Sunday, October 25, 2009

'Bandits' - Jackson **updated for Sholay**

Bandits by Another Name

Amongst the many differences that Seven Samurai has with it’s Americanized re-envisioning, Magnificent Seven, as well as its pre-Bollywood adaptation, Sholay, there are key similarities which pertain to the plot, mainly a village under siege by bandits causing a need for a hired gun. All three movies are book ended the same, as there are Samurai, Cowboys, and bandits alike that enter a philanthropic fight, and not as many which leave to live to tell the tail. However, the changes between the stories are cultural in all aspects; be it character types, setting, story telling, etc. It is in the three movies, that the antagonist, and the hero more or less stay the same, just having different ways of being developed, being bandits by another name that all meet their ends in an ironic way.

“Calvera”, the name of a leader of bandits who terrorizes a Mexican village, threatening to pillage and destroy what little the town’s inhabitants have, is the main antagonist of The Magnificent Seven. This is a big diversion from Seven Samurai, subtle, as it seems, because the enemy, although still a group of bandits, has a figurehead, a face and a name to associate with the enemy, Calvera, just as in Sholay, although the antagonist has many people fighting for him, he is still known as the terror, Gabbar. In Seven Samurai, the enemy takes many faces, it is a collective that fight with arrows and blades and in many ways feels like an evil that is a element of nature, an unstoppable moving force, choosing to toy with the village by waiting for nature itself to bring in better crops for the taking. This points to somewhat of a cultural twist, as American story telling and cinema often produces a ‘bad guy’ with traits that identify themselves as such. Calvera within the first five minutes of Magnificent Seven is shown as loud, boasting, and even hot tempered, and so surely a character like that of the cool cow boy, who is able to only to show tempered emotion by expression of their revolver could combat such an enemy. This is identifiable as it had been done in many American westerns, but also in some ways is another way of expressing the relationship between bandit and Samurai in Seven Samurai.
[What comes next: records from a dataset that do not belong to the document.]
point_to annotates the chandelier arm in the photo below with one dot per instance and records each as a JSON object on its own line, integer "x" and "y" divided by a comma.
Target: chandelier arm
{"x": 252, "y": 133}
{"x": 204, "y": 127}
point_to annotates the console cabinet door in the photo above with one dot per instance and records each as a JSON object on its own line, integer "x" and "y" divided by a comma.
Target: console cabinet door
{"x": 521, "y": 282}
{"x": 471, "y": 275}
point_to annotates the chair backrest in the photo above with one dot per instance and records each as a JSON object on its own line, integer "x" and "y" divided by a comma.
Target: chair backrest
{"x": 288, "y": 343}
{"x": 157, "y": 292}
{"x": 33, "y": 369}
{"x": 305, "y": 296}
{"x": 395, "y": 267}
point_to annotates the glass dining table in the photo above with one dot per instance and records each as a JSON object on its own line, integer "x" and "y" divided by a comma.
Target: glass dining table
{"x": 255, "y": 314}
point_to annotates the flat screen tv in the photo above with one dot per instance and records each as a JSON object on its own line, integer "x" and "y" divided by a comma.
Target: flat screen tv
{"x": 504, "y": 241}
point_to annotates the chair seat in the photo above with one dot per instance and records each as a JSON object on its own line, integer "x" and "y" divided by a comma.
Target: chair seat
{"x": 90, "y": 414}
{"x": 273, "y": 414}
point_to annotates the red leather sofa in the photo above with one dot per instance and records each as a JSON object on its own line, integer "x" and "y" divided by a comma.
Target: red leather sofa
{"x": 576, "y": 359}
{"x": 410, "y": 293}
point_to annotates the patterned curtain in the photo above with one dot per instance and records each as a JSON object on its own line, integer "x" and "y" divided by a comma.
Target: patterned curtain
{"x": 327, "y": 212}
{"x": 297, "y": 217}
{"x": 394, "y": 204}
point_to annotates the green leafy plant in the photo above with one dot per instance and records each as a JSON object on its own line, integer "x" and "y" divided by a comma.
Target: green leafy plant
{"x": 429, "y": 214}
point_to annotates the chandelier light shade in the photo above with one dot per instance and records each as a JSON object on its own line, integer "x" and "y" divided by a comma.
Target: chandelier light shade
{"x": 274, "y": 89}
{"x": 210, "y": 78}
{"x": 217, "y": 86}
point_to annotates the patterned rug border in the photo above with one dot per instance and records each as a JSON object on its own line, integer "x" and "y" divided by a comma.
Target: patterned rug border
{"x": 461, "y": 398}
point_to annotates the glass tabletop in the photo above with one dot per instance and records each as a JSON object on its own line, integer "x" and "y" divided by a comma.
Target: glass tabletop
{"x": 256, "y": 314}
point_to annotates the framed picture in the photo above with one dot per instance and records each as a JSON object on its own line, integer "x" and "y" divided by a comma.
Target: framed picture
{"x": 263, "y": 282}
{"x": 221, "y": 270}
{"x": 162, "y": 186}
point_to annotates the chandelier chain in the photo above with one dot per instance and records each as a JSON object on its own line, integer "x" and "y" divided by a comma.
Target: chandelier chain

However, in Sholay this relationship is somewhat eschewed, as the hired gun is literally a duo who identify as bandits, hired to defeat a bandit who has little to no morality.

Seven Samurai and Magnificent Seven are the tales of outsiders vs. outsiders, or for that matter bandits vs. bandits at a very base level, while Sholay is an embodiment of both. Although the Cow Boy and the Samurai are both heroic character types, they also live on a fringe of they’re respective societies as loners or outcasts that are capable of sometimes immoral means to moral ends. A striking difference between the three is that of code; an American cow boy has no code amongst one another other than to fight for “what’s right”, however there is a sort of element of ‘freestyle’ which is uniquely American. It is in Sholay that the hero is seen as what they really are, criminals, except they are identified as morally good because of their compassion, even if that compassion is determined by the flip of a coin. For example when Thakur describes first meeting the two criminals, he has been wounded and his fate is left in their hands, in order to decide to save the man or not, the criminals flip a coin, and the outcome is to save his life. This becomes a recurring theme for the both of them, the coin is their code, however what happens when the coin has an immoral outcome is never seen, and to the benefit of the criminals as protagonists. Seven Samurai shows that although Samurai can be uniquely different from one another in personality, there is a heavy burden that weighs heavily upon them in they’re code, especially since they are ronin, and without a master. An example would be when Kikuchiyo, the most hot-headed of the Seven Samurai, approaches the others with newly found armor, which unbeknownst to him is that of ‘hunted’ samurai, he is nearly disgraced and kicked out of the collective, because the others know what it’s like to be ‘hunted’, and he clearly, hasn’t the faintest idea. It is clear that amongst the Samurai in Seven Samurai there is a need to follow the ways of Kambei, the most elder of the group, as he above them all has an understanding equivalent and as cunning as the force of nature that is the bandit’s which they’ve been hired to defeat.

While the criminals of Sholay, the Magnificent Seven, and Seven Samurai alike go on to defeat they’re respective adversaries, protecting those who they’ve been hired to protect, it is not without consequence to their actions. In both Mag Seven and Seven Samurai there are only three remaining survivors to tell the tale, however it is kind of a tale of sadness, fitting for the character-types of the Cow Boy and the Samurai, while in Sholay, one of the criminals, who is the most cool and collected out of the two, looses his life in defending the village. In Samurai “the farmers won, not us.” While in Magnificent “Only the farmers won. We lost. We always loose.” It is as though all these stories are pointing out a systemic problem amongst character types. While the genuine bandit may pillage, and threaten momentarily, they will meet they’re end by the bandits at the edge of societies moral ground’s, the Samurai, the Cow Boy, or the criminal with a second chance who will always loose to the bandits that exist in the machine of a somewhat normal society, like a village and it's farmer sacrificing outsiders to sustain they're own way of life. This goes to show that although bandits may have different names, they are all a part of an unstoppable force of nature.